Из курьезов можно сообщить, что в одном из нижних залов катакомб находится захоронение любимца императора Каракаллы (того самого, кто хотел прикрыть Александрийскую академию); этим фаворитом был любимый конь императора — череп и кости любимца в полной сохранности покоятся в нижнем ярусе, а дальше катакомбы уходят вглубь, под воду, в неизвестность...
Древнюю Александрию, как, впрочем, и другие исторические города-памятники, не раз сравнивали с Атлантидой, ушедшей в морские глубины: где-то там внизу, под современными площадями и зданиями находятся царские дворцы и гробницы, рынки и остатки укреплений...
Это ощущение меня не оставляло и тогда, когда я один — уже без провожатого — отправился бродить по набережной, вдоль трамвайных путей к форту Кайт-бей, зубчатые стены которого все четче вырисовывались на фоне пенистого моря. Здесь проходила северная граница Александрии при Птолемеях: город упирался в пролив, отделявший его от острова Фарос. Да, тот самый Фарос, упоминаемый Гомером, со своим всемирно известным маяком, построенным одним из Птолемеев в 280 году до нашей эры и считавшимся одним из семи чудес света. Египтяне, враждебно относившиеся к иноземцам, были вполне довольны тем, что рифы северных берегов Африки мешали незваным гостям высаживаться, но греки, обосновавшись в Александрии, построили маяк и зажгли на нем огонь. Почему он был чудом света?
Форт Кайт-бей.
Прежде всего это было высокое и грандиозное сооружение, увенчанное статуей Посейдона; большой двор был окружен колоннадой, а в сотнях комнат жила не только обслуга, но и размещались разные механизмы, приводящие маяк в действие, вплоть до гидравлических машин. По преданию, на вершину его мраморной башни по вьющемуся пандусу можно было подниматься на лошадях, даже колесницах — так доставлялось топливо для костра, зажигавшегося с наступлением сумерек и указывающего судам вход в гавань.
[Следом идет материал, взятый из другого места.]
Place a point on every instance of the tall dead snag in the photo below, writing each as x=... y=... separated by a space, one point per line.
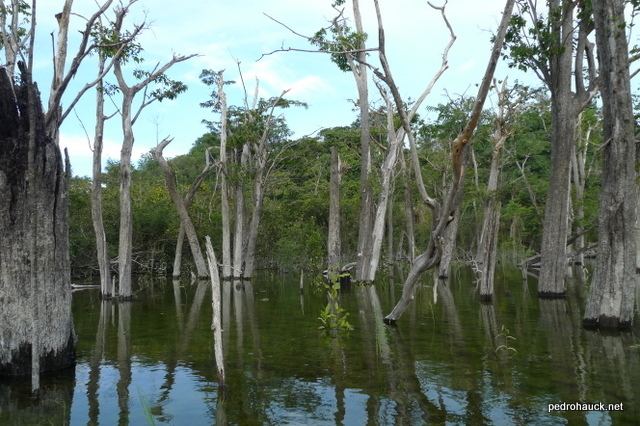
x=333 y=240
x=128 y=118
x=442 y=215
x=216 y=326
x=104 y=265
x=488 y=241
x=612 y=294
x=178 y=201
x=555 y=48
x=188 y=199
x=34 y=210
x=386 y=173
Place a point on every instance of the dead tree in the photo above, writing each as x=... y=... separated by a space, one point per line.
x=128 y=118
x=185 y=220
x=442 y=213
x=612 y=295
x=333 y=239
x=35 y=291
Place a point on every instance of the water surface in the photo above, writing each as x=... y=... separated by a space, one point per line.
x=448 y=361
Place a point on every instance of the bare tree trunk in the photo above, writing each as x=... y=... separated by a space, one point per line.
x=366 y=201
x=104 y=264
x=216 y=326
x=431 y=256
x=334 y=243
x=408 y=210
x=612 y=296
x=377 y=233
x=238 y=261
x=488 y=242
x=125 y=240
x=224 y=190
x=185 y=219
x=34 y=187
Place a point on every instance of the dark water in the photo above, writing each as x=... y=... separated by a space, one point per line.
x=151 y=361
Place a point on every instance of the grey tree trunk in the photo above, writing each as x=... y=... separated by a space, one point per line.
x=366 y=201
x=104 y=264
x=224 y=190
x=125 y=239
x=34 y=211
x=334 y=242
x=488 y=242
x=612 y=295
x=185 y=219
x=238 y=261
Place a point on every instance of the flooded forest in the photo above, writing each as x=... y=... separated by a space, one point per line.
x=455 y=250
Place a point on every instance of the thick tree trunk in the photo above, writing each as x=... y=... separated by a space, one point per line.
x=334 y=243
x=104 y=265
x=125 y=240
x=488 y=242
x=34 y=212
x=564 y=112
x=179 y=203
x=612 y=296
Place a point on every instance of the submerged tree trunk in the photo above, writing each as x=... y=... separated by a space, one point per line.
x=104 y=265
x=32 y=212
x=359 y=70
x=125 y=240
x=224 y=189
x=488 y=242
x=334 y=243
x=612 y=295
x=238 y=261
x=179 y=203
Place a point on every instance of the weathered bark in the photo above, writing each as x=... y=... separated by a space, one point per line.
x=431 y=256
x=216 y=326
x=612 y=295
x=565 y=107
x=34 y=210
x=408 y=210
x=334 y=243
x=238 y=252
x=125 y=240
x=359 y=70
x=377 y=233
x=488 y=242
x=104 y=265
x=224 y=189
x=188 y=199
x=178 y=201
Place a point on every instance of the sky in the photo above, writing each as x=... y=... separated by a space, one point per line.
x=225 y=32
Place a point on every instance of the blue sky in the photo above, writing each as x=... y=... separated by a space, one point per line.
x=222 y=32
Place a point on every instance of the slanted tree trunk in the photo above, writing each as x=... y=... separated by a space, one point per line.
x=34 y=209
x=104 y=265
x=224 y=190
x=188 y=199
x=612 y=295
x=185 y=219
x=334 y=243
x=432 y=255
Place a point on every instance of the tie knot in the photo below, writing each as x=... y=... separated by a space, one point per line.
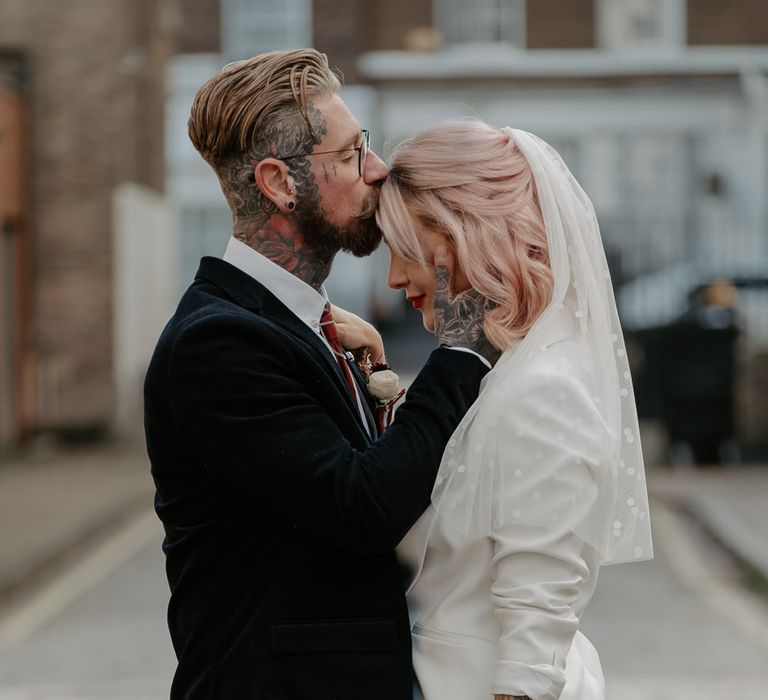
x=328 y=327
Античные авторы рассказывают также о необычном зеркале, установленном на маяке. Оказывается, в это «магическое зеркало» можно было рассмотреть корабли, еще недоступные простому глазу, двигающиеся далеко за горизонтом. Выдумка ли это? Существует даже предположение, что это «зеркало» являлось разновидностью телескопа: александрийские математики открыли закон преломления света и соорудили огромную линзу. Другие авторы считают, что была лишь гигантская пластина, приспособленная для «мерцания» маяка.
Но маяка на Фаросе, действовавшего около тысячи лет еще при римлянах и даже арабах, занявших Александрию и считавших его делом рук самого шайтана, уже нет — его разрушили два сильнейших землетрясения. А тайны и легенды вокруг него до сих пор не рассеялись.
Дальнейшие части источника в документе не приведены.